Tim Larkin’s music is filled with such ambient wonder, sometimes you get completely lost. This makes ideal music for series such as Myst. With “Uru Music”, Tim Larkin gives us a complete landscape of beauty to our ears.
“Atrus Open” is a spoken passage which ends with a climatic little flicker of string arrangement before the real music starts. “Beyond Gira” then takes us to the ambient outdoors with a surreal mixture of vocal layering, didgeridoo’s, desert percussion and distorted animal callings. The whole sound is organic with little digital nuances throughout and is very cleverly thoughtout. The song doesn’t grab you in terms of hooks and riffs, it just calmly sweeps you away on a journey.
“Out of The Hive” is up-tempo and exotic in its flavours and instruments. It seeps into your ears and I often find myself jigging in my seat to this one – quite a typical jungle song if you like. “Badlands” then brings the more digital electronic side to the fore with some fun eastern bass/percussion merging while the main tune is once again a pretty woodwind lead before string elements come in for the climax. “Gallery Theme” has what sounds like the previous songs bass/percussion only slowed down and muted to a soaring female vocal before she is accompanied by soft but saddened keyboards. It sounds very much like an Enya/Clannad piece actually, which is no bad thing.

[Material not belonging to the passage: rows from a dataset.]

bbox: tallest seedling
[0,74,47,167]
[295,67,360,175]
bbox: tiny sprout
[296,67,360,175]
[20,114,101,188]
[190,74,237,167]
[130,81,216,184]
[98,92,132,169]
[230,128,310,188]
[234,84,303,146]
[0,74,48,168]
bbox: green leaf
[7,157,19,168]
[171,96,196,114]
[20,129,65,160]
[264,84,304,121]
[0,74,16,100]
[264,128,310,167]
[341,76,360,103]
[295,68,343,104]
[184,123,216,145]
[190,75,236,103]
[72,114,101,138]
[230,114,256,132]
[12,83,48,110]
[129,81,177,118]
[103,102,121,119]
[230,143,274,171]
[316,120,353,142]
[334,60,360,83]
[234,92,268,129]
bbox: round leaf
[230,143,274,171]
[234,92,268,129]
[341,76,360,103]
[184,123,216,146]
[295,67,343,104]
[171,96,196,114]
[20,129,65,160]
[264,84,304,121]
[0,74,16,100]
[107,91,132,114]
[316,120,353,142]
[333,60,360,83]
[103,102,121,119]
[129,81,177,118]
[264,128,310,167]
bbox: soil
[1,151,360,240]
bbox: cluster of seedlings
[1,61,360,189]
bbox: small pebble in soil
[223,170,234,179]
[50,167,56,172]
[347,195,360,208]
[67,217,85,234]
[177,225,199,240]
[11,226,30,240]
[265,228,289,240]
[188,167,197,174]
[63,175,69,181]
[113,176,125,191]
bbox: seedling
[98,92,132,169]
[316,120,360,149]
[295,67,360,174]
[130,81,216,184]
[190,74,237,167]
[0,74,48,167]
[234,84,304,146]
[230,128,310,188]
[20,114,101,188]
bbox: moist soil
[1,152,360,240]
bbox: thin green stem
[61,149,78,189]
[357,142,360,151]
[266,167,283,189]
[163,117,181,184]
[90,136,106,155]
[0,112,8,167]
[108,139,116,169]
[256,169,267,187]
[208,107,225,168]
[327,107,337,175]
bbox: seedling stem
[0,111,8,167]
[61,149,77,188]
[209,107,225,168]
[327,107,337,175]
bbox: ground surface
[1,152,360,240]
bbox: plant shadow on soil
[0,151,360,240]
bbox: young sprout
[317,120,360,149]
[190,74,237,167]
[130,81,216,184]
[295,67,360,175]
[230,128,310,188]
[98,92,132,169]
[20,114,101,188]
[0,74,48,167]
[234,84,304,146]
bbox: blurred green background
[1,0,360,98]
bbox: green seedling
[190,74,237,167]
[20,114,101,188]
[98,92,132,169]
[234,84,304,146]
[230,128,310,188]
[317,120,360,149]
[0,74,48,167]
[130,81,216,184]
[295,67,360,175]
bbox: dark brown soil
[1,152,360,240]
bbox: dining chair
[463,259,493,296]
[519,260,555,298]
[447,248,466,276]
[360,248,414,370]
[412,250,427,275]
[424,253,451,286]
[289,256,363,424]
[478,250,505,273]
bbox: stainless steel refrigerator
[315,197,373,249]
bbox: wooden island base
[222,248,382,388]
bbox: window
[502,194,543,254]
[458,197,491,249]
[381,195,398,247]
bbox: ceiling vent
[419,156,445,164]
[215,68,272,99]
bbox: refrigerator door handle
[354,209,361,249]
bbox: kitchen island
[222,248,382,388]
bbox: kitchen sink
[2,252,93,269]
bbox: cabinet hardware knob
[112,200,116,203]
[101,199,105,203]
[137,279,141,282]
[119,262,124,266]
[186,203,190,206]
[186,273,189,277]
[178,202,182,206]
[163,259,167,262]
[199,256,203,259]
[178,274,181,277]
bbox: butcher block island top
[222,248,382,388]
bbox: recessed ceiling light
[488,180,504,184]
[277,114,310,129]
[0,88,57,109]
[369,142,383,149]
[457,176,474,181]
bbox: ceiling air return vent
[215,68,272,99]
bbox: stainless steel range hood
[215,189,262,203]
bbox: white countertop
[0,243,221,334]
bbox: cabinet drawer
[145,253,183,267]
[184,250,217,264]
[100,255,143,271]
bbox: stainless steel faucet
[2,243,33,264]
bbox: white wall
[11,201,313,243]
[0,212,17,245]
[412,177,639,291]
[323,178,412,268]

“Air Stream” then brings acoustic guitar to the front with a country western inspired piece which is nice to relax to before “Yeesha’s Theme” takes you on a calm but not entirely settled ambient piece. The balance of the beautiful and the unnerving is particularly well done here and the song never stays still, a tribute to Tim Larkin there.
“Convergence” again finds itself in a similar aboriginal vein thanks to the tuned percussion (marimba’s, barafones etc) with another meditative jungle theme, which is showcased again in “The Well” before “Spore Me” gives us an ambience made entirely from keyboard pads, ala ambience of Final Fantasy X.

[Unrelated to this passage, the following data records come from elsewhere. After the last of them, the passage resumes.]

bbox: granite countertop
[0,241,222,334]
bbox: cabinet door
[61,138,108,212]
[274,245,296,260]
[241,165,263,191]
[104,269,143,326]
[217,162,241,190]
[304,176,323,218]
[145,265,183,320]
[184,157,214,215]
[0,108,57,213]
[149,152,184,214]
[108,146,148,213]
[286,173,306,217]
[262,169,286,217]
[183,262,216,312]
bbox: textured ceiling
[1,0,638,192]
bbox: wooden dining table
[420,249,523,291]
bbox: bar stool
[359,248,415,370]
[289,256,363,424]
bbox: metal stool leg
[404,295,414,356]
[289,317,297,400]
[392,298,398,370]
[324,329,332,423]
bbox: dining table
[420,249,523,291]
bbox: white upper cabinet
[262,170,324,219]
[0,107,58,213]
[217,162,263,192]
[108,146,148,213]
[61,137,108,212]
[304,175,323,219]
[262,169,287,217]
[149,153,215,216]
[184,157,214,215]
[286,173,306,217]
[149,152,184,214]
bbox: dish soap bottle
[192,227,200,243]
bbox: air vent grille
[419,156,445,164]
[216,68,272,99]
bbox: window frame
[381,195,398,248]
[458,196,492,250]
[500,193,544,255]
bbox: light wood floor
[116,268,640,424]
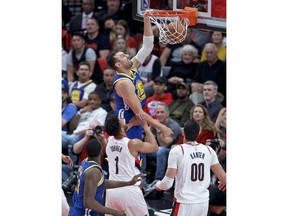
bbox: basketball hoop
[145,7,198,44]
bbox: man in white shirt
[62,91,107,164]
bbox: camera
[209,139,220,152]
[62,165,79,193]
[93,125,103,136]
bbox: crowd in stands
[62,1,226,215]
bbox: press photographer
[62,165,80,193]
[62,120,108,191]
[206,138,226,154]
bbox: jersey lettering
[190,152,205,160]
[110,145,123,153]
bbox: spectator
[62,0,72,29]
[85,16,111,84]
[85,17,110,59]
[159,27,202,66]
[145,102,182,199]
[155,119,226,216]
[103,15,117,42]
[95,68,116,113]
[69,62,97,110]
[118,0,144,35]
[105,92,117,121]
[62,78,77,132]
[201,80,224,122]
[62,91,107,164]
[67,32,97,83]
[137,41,162,97]
[62,20,72,52]
[62,47,68,79]
[209,107,227,216]
[95,0,125,29]
[214,107,227,165]
[193,43,226,106]
[73,119,109,175]
[190,104,218,144]
[112,36,132,58]
[111,19,138,57]
[215,107,226,134]
[167,44,199,95]
[143,76,173,119]
[69,91,107,132]
[68,0,96,32]
[69,139,142,216]
[169,82,194,127]
[105,116,158,215]
[62,119,107,184]
[201,31,226,62]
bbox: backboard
[132,0,226,32]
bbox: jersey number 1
[115,156,119,174]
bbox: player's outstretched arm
[130,121,159,154]
[84,168,127,216]
[156,147,179,191]
[132,14,154,69]
[155,168,177,191]
[142,112,173,138]
[105,173,143,189]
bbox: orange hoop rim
[145,8,198,26]
[146,7,198,17]
[146,10,191,18]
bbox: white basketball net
[147,11,190,45]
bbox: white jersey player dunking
[105,115,158,216]
[156,119,226,216]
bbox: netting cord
[147,11,190,44]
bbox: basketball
[166,21,186,44]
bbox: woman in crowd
[110,19,138,57]
[166,44,199,94]
[190,104,218,144]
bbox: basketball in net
[145,8,198,45]
[166,21,186,44]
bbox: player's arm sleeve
[133,35,154,64]
[167,146,181,169]
[209,146,220,165]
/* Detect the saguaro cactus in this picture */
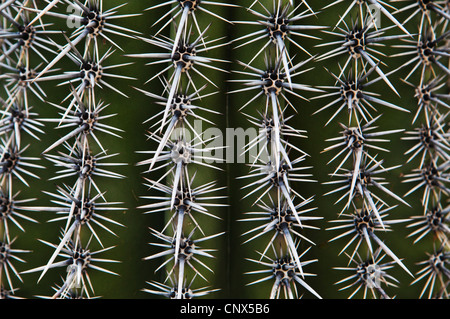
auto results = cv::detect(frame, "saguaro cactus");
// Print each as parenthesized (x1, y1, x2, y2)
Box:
(0, 0, 448, 299)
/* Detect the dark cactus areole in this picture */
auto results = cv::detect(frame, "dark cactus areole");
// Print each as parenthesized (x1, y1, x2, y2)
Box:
(169, 286, 194, 299)
(1, 149, 19, 175)
(345, 26, 367, 58)
(418, 37, 438, 66)
(77, 109, 98, 134)
(172, 235, 195, 261)
(17, 66, 37, 87)
(262, 116, 275, 142)
(173, 188, 196, 214)
(273, 256, 296, 284)
(421, 161, 443, 188)
(79, 61, 103, 88)
(7, 107, 27, 130)
(353, 207, 376, 236)
(0, 193, 12, 221)
(414, 30, 450, 74)
(75, 154, 97, 178)
(344, 127, 365, 150)
(170, 140, 193, 166)
(340, 79, 364, 109)
(172, 42, 196, 72)
(179, 0, 200, 12)
(0, 286, 12, 299)
(427, 249, 449, 274)
(171, 94, 191, 120)
(419, 124, 438, 150)
(73, 198, 95, 225)
(426, 206, 448, 232)
(268, 161, 290, 187)
(0, 241, 11, 264)
(266, 6, 290, 42)
(262, 69, 285, 96)
(418, 0, 435, 11)
(81, 5, 106, 37)
(68, 246, 92, 272)
(18, 25, 36, 48)
(270, 204, 295, 232)
(415, 83, 433, 106)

“Baron’s Theme” is one of echoes and tension. It doesn’t really grab you as a hooked song, as none of this soundtrack really has any major hooks, however it is haunting and well performed and falls seamlessly into “The Library” which is another nice if uneventful ambience piece.
“The Vault” is a 6 minute epic though, bringing out the percussive bongos, electronic snippets and all kinds of woodwind fun for a seamless journey off to somewhere baron yet full of wonder.

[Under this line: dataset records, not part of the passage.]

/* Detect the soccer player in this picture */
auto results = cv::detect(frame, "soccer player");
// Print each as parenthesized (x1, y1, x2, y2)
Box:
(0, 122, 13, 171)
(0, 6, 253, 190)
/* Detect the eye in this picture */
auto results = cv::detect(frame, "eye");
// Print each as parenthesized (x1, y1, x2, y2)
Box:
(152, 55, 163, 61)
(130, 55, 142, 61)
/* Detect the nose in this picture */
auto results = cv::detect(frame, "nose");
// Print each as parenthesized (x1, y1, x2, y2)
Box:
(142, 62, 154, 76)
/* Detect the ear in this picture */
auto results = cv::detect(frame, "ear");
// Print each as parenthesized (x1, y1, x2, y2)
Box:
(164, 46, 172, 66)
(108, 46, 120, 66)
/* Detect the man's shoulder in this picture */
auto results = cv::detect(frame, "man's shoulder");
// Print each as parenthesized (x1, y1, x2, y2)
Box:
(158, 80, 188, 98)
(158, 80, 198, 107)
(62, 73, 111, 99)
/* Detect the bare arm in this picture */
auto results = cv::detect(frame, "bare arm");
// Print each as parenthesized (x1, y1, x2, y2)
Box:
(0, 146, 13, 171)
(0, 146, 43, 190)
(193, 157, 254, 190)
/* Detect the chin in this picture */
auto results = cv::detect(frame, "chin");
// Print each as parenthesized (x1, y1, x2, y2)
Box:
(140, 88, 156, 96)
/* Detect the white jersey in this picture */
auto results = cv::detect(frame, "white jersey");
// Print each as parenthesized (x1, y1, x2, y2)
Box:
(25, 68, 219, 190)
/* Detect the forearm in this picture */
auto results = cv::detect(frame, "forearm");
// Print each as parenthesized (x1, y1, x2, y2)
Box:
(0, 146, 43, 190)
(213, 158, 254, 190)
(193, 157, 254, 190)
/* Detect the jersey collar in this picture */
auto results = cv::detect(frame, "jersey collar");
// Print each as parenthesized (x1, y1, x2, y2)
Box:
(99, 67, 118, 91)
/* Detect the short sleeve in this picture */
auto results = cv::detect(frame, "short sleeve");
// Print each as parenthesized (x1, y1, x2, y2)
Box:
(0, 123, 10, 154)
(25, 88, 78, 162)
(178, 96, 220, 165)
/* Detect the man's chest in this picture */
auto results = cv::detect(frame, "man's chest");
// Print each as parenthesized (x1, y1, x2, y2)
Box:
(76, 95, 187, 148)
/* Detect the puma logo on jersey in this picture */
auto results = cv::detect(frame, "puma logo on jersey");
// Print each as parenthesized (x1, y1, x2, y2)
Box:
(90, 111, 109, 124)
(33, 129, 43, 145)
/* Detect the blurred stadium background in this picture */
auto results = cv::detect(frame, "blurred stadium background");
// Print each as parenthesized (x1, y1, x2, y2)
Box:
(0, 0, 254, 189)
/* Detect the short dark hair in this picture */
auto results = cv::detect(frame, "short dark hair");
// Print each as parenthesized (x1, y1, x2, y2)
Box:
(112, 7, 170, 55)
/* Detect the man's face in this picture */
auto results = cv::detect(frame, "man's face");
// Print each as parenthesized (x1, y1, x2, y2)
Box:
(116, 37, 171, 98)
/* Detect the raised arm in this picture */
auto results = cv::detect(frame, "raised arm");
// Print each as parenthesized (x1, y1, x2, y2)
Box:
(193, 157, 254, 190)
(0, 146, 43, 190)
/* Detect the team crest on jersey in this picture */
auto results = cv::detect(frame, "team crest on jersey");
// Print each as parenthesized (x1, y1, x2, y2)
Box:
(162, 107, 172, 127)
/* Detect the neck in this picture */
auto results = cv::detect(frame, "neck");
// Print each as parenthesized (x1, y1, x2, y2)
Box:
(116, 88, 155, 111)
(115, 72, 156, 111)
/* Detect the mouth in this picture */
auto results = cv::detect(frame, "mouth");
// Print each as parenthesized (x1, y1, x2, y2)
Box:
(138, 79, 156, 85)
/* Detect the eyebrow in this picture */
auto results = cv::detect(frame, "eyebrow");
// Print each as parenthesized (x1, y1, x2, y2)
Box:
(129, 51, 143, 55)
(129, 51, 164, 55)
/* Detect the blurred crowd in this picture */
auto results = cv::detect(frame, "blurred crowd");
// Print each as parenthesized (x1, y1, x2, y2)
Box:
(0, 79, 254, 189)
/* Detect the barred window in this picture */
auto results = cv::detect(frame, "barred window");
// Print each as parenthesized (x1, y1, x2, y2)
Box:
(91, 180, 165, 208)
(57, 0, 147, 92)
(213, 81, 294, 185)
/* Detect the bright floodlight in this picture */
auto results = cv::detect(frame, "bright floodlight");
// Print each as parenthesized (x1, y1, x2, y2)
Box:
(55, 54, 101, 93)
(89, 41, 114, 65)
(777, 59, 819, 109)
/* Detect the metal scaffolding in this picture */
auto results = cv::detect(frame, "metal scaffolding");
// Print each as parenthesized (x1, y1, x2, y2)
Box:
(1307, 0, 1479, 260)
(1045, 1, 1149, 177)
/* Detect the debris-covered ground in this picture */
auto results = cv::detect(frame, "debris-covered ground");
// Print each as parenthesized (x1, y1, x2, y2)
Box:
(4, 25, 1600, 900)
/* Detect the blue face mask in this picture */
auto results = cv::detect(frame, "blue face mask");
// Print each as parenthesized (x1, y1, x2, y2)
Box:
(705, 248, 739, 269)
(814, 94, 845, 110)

“Trailer Music” actually gives us the biggest music probably of the soundtrack in terms of pacing and drama as it works just like a trailer should. Its a very cinematic piece that borrows a bit from everything before it and rounds off with a nice climax. “Fall of D’Ni” is very much discorded ambience before “The Bahro” gives us deep ritual male vocal basslines and creepy moans of drums. There is a “Bonus Track” too which is possibly the most percussive track for a while which fades in and out quite happily.
“Uru Music” works best as a whole piece I think. It’s very much like the “Ico” soundtrack in that its beauty may well completely miss you if its not your kind of CD. While perhaps not as hypnotic as the “ICO OST”, it’s ambience is from a different perspective, not to confuse and ghostly warp, but to provide dead wasteland ambience of the unknown and it achieves that with great success. I would recommend this soundtrack to fans of ambience and also fans of the more laid back jungle themes they’ve heard before. It’s quite understated but a unique and pleasant experience nonetheless.